Page 1 of 1

Socket Timeouts

Posted: Mon Aug 09, 2010 11:55 am
by natedmac
Hello,

We currently have our nagios server in office and for a majority of the time checks are fine, however during some our busier times we tend to get socket timeouts, as seen below. Is there a way to go in globally and set this up to say 20/30 seconds to allow some breathing room as it is traversing our QMOE link to our datacenter.

Code: Select all

Notification Type: PROBLEM

Service: Memory Usage
Host: Voyager.xxx.net
Address: 172.27.3.100
State: CRITICAL
Info:
CRITICAL - Socket timeout after 10 seconds
Date/Time: 08/07/2010 16:01:58

Re: Socket Timeouts

Posted: Mon Aug 09, 2010 1:29 pm
by mmestnik
This depends on the check command, your posting is a bit ambiguous in that it can't guess what operating system Voyager.xxx.net is running.

This setting is most likely in the Core Config Manager.

Re: Socket Timeouts

Posted: Mon Aug 09, 2010 3:04 pm
by natedmac
All windows systems, using the NSClient+ getting several of these from Disk space, to memory to CPU usage. I will see if i can find something in the core config manager to adjust the socket timeout value.

Also can it be done globally so that all checks are using a longer timeout.

Re: Socket Timeouts

Posted: Tue Aug 10, 2010 10:16 am
by mmestnik
There are too many ways to do it. At least a handful would be global, the most sensible way that would be global is to add the parameter to the check command object definition. Look-up the service in question, an example, and read it's check command. Then look-up this command(navigating away from services) definition. You will be adding some text, like " -t 45" to the command syntax... For example after "$ARG1$". Keep in mind any command that runs for more then 60 seconds is killed off with no chance to intervene or return data, so don't make this much bigger then 45 if it's bigger then 20 at all. The application needs to to start load and open the socket(perhaps 3 seconds) then after the time out it'l need time to close out of things (2 seconds), plus this is wall time and not CPU time so on a busy system 5 seconds can seem like 15(when there are 2 other apps all taking 5 seconds).

I'm not familiar with NSClient++'s check command. I can say that the term socket time out doesn't sound like it applies, connection time out would sound more accurate... or time out waiting for reply from peer. "Connection reset by peer" is also a vary common error, though I digress.

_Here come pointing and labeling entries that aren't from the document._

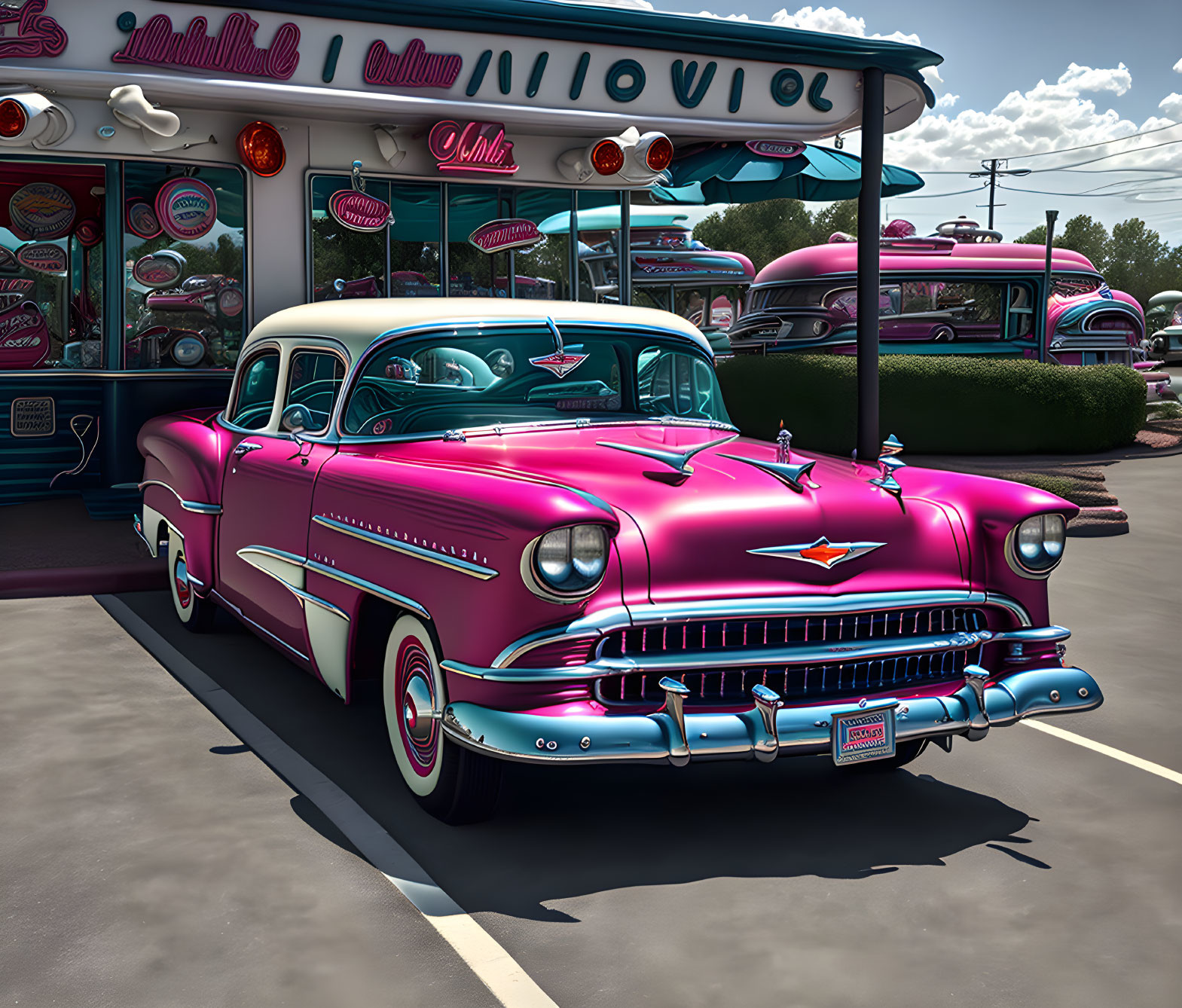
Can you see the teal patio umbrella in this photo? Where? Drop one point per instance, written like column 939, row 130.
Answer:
column 733, row 173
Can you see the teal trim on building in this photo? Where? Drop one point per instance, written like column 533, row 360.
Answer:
column 654, row 29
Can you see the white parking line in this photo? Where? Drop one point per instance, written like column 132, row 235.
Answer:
column 496, row 968
column 1107, row 750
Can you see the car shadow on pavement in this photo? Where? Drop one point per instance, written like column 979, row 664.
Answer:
column 569, row 831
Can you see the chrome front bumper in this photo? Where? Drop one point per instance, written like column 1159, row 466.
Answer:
column 768, row 729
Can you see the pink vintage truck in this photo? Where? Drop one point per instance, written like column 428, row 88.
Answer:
column 534, row 523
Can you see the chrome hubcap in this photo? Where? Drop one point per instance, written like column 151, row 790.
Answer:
column 181, row 580
column 417, row 709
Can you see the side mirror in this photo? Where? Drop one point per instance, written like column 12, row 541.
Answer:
column 296, row 419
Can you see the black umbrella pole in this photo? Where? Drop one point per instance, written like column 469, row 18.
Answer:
column 869, row 201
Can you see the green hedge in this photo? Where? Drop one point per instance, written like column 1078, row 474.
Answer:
column 945, row 405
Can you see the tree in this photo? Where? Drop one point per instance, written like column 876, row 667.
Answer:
column 1132, row 258
column 772, row 228
column 1138, row 261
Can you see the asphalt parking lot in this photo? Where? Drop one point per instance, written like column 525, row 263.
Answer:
column 151, row 857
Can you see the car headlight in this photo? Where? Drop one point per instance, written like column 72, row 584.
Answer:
column 1036, row 545
column 571, row 561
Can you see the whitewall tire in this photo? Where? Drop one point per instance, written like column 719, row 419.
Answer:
column 197, row 613
column 451, row 783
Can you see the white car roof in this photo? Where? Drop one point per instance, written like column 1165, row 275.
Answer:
column 359, row 322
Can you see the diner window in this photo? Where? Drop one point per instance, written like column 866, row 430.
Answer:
column 415, row 241
column 544, row 270
column 258, row 383
column 313, row 382
column 475, row 273
column 185, row 252
column 51, row 265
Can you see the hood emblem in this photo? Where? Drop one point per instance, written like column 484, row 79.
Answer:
column 822, row 552
column 559, row 363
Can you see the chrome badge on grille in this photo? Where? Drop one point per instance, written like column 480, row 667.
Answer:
column 822, row 552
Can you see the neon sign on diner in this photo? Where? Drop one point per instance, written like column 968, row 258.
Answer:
column 231, row 51
column 413, row 68
column 473, row 147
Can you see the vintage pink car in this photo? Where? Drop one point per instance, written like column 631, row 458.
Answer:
column 534, row 523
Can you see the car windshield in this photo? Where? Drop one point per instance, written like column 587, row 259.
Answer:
column 482, row 376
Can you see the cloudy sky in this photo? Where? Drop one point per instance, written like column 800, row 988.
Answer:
column 1024, row 77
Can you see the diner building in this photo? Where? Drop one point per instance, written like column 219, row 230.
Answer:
column 172, row 173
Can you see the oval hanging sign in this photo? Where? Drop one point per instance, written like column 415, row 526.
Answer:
column 776, row 148
column 141, row 218
column 43, row 257
column 160, row 268
column 24, row 337
column 41, row 209
column 186, row 208
column 502, row 235
column 359, row 210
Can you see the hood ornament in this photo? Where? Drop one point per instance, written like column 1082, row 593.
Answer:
column 679, row 461
column 888, row 463
column 785, row 472
column 784, row 446
column 823, row 553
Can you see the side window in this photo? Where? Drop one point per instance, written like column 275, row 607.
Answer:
column 675, row 384
column 257, row 388
column 313, row 382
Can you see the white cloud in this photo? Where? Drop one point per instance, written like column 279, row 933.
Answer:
column 1044, row 118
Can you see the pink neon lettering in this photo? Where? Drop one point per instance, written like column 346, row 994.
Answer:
column 478, row 147
column 37, row 35
column 232, row 50
column 413, row 68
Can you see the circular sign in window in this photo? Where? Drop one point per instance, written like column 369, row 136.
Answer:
column 41, row 209
column 43, row 257
column 141, row 218
column 160, row 268
column 186, row 208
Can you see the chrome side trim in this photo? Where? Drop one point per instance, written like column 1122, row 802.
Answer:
column 799, row 731
column 618, row 617
column 247, row 552
column 367, row 586
column 194, row 506
column 224, row 602
column 408, row 548
column 1005, row 602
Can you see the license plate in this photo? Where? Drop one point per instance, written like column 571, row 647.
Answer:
column 863, row 735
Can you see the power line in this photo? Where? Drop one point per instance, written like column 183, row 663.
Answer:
column 938, row 195
column 1077, row 195
column 1070, row 149
column 1101, row 143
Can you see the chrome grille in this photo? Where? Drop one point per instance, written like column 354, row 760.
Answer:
column 795, row 683
column 712, row 635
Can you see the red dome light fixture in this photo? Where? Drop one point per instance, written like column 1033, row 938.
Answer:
column 261, row 149
column 14, row 118
column 608, row 157
column 660, row 154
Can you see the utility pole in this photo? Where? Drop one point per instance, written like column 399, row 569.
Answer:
column 993, row 172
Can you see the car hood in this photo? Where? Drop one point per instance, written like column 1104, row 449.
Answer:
column 698, row 532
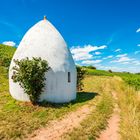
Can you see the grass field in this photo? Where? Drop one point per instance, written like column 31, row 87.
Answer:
column 19, row 119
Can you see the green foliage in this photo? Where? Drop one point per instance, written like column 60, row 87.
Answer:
column 90, row 67
column 80, row 76
column 30, row 74
column 6, row 54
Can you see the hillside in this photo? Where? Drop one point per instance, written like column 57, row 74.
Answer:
column 87, row 116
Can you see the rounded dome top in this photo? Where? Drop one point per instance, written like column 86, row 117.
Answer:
column 43, row 40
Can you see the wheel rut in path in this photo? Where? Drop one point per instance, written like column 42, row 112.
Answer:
column 56, row 129
column 111, row 132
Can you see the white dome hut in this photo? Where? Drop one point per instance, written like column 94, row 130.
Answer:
column 43, row 40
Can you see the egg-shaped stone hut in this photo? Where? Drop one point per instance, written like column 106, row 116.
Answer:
column 43, row 40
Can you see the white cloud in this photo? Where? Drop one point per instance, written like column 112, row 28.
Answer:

Suffice to say I wouldn't expect you to find a setting labeled "socket timeout value", so be looking for the same thing by another name. I did find reference to this, it's a Java programming construct... So we are only drifting further away from the sea(s) I've sailed.

Re: Socket Timeouts

Posted: Wed Aug 11, 2010 10:29 am
by natedmac
If that is the case could this be related to the client itself. If so is there a better client that you can recommend for the windows hosts.

Re: Socket Timeouts

Posted: Wed Aug 11, 2010 11:55 am
by mmestnik
I'm just not a Windows user so I can't advise on how to make the best use of it.

We don't have a client(agent is a better term) for Windows, even though many hundreds of Nagios installs monitor Windows boxes. For a check command(known as a plugin) you can use check_nrpe with NSClient++, though I can't say you'd have a better experience.

What I would do is learn more about the check command you are using and find it's parameters for time out value. Changing check commands now you only mean that you would have to learn more about the check command...